Para garantir o indulto do pai — extremamente polémico no Peru —, Kenji ajudou a salvar PPK do anterior pedido de destituição, em dezembro de 2017. Keiko opunha-se, pois não só desejava a queda do Presidente como a libertação do progenitor não lhe convinha politicamente, suscitando associações pouco abonatórias entre pai e filha.

Quatro milhões da Odebrecht

Em causa no pedido de destituição que ia ser aprovado amanhã estavam pagamentos de mais de quatro milhões de dólares da Odebrecht a duas firmas ligadas a Kuczynski na década passada. Os vídeos divulgados recentemente fizeram subir de tom as críticas a PPK, ex-banqueiro defensor do liberalismo económico, subiram de tom, ao ponto de a sua queda ser pedida por membros do seu partido, Peruanos pela Mudança [grafado em espanhol como Peruanos por el Kambio, para a sigla igualar a do Presidente].

As gravações, feitas em segredo por um deputado da FP em reuniões em que também participou o advogado do Presidente, foram a gota de água. “El Comercio” escreve que todo o Conselho de Ministros, incluindo a primeira-ministra Mercedes Araoz, pediram a PPK que se afastasse, sob pena de todos os membros do Executivo se demitirem em bloco.

Deputados que votaram a favor da manutenção do Presidente ou que se abstiveram aquando do anterior pedido de destituição estavam, agora, dispostos a votar a favor da deposição. Havia 103 parlamentares a favor de pôr fim ao seu mandato, quando só eram necessários 87.

Democracia desprestigiada

O Peru recuperou a normalidade democrática em 2000, ano em que Alberto Fujimori deixou o poder. Terminava uma década marcada pelo autogolpe do então chefe de Estado, que em 1992 dissolveu o parlamento e assumiu o controlo do poder judicial, apoiado pelas forças armadas.
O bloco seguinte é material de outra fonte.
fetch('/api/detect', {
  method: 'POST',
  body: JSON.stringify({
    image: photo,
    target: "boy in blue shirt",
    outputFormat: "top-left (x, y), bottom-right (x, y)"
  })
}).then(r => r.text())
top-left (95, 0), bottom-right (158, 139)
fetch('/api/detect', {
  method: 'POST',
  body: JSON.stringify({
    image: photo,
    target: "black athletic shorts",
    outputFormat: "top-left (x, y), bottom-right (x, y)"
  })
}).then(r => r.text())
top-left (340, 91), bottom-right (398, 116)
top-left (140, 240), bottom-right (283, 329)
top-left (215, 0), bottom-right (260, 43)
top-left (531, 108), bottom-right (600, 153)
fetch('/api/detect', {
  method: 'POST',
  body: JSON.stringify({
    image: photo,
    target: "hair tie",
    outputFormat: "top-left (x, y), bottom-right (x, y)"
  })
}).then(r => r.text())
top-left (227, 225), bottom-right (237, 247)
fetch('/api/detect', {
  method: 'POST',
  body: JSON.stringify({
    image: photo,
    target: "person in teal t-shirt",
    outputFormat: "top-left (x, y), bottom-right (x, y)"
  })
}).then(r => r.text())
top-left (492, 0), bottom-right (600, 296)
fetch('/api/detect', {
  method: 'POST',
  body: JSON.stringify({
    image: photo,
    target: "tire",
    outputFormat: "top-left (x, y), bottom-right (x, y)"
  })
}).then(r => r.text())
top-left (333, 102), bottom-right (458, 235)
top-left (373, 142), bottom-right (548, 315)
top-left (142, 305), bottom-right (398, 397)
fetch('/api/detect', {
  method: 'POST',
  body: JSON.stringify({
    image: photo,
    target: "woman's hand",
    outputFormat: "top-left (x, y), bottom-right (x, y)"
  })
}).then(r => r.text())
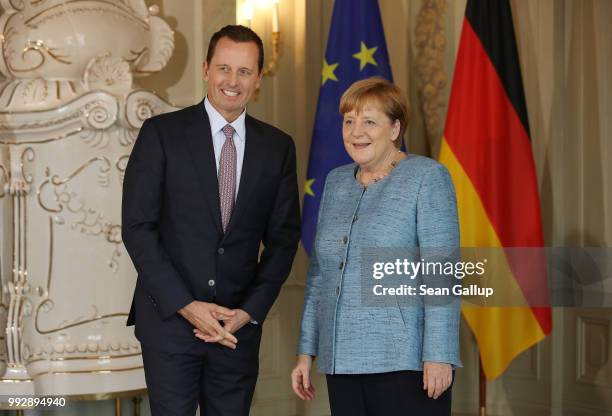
top-left (291, 355), bottom-right (315, 400)
top-left (423, 361), bottom-right (453, 399)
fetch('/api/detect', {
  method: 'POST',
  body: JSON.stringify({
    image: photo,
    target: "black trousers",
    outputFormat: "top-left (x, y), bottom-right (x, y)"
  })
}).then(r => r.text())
top-left (142, 324), bottom-right (261, 416)
top-left (327, 371), bottom-right (454, 416)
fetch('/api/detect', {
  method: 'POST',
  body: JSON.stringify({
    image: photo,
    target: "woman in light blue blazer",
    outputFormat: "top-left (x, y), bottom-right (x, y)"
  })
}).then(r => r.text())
top-left (291, 78), bottom-right (461, 416)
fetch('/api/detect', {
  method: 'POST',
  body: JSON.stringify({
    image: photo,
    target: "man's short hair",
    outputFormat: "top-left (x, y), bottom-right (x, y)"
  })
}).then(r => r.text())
top-left (206, 25), bottom-right (263, 72)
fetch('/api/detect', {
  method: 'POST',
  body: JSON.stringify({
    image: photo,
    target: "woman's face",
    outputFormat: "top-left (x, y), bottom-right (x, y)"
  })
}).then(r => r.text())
top-left (342, 103), bottom-right (400, 171)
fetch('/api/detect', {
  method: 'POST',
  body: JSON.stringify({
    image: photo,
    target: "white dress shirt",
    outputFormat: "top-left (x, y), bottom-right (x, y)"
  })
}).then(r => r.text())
top-left (204, 97), bottom-right (246, 198)
top-left (204, 96), bottom-right (259, 325)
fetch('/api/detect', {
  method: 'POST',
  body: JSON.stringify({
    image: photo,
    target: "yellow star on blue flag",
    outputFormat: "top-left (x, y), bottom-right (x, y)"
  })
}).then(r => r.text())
top-left (353, 41), bottom-right (378, 71)
top-left (321, 59), bottom-right (339, 85)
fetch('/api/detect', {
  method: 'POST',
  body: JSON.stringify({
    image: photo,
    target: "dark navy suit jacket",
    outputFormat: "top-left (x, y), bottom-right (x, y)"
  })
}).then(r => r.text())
top-left (122, 102), bottom-right (300, 352)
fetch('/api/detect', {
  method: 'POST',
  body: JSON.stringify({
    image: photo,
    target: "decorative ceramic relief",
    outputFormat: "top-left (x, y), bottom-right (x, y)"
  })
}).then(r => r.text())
top-left (0, 0), bottom-right (175, 395)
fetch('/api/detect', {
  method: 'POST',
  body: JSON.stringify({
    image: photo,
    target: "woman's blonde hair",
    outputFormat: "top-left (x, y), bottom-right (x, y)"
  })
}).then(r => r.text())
top-left (340, 77), bottom-right (410, 148)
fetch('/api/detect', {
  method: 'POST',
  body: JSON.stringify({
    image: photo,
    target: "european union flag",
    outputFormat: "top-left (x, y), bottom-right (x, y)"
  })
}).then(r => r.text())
top-left (302, 0), bottom-right (393, 254)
Sucessivos presidentes têm, porém, estado envolvidos em suspeitas de crime. Ollanta Humala (2011-16), antecessor de PPK, está em prisão preventiva, acusado de branqueamento de capitais e associação ilícita, no âmbito do caso brasileiro Lava Jato. Antes dele governou Alan García (2006-11), que também fora chefe de Estado nos anos 80, e que foi acusado de enriquecimento ilícito após o primeiro mandato, tendo sido suspendido do cargo de senador vitalício que ocupava, optando por exilar-se na Colômbia. Outro antigo Presidente peruano acusado de ligações ilegais à Odebrecht é Alejandro Toledo (2001-06).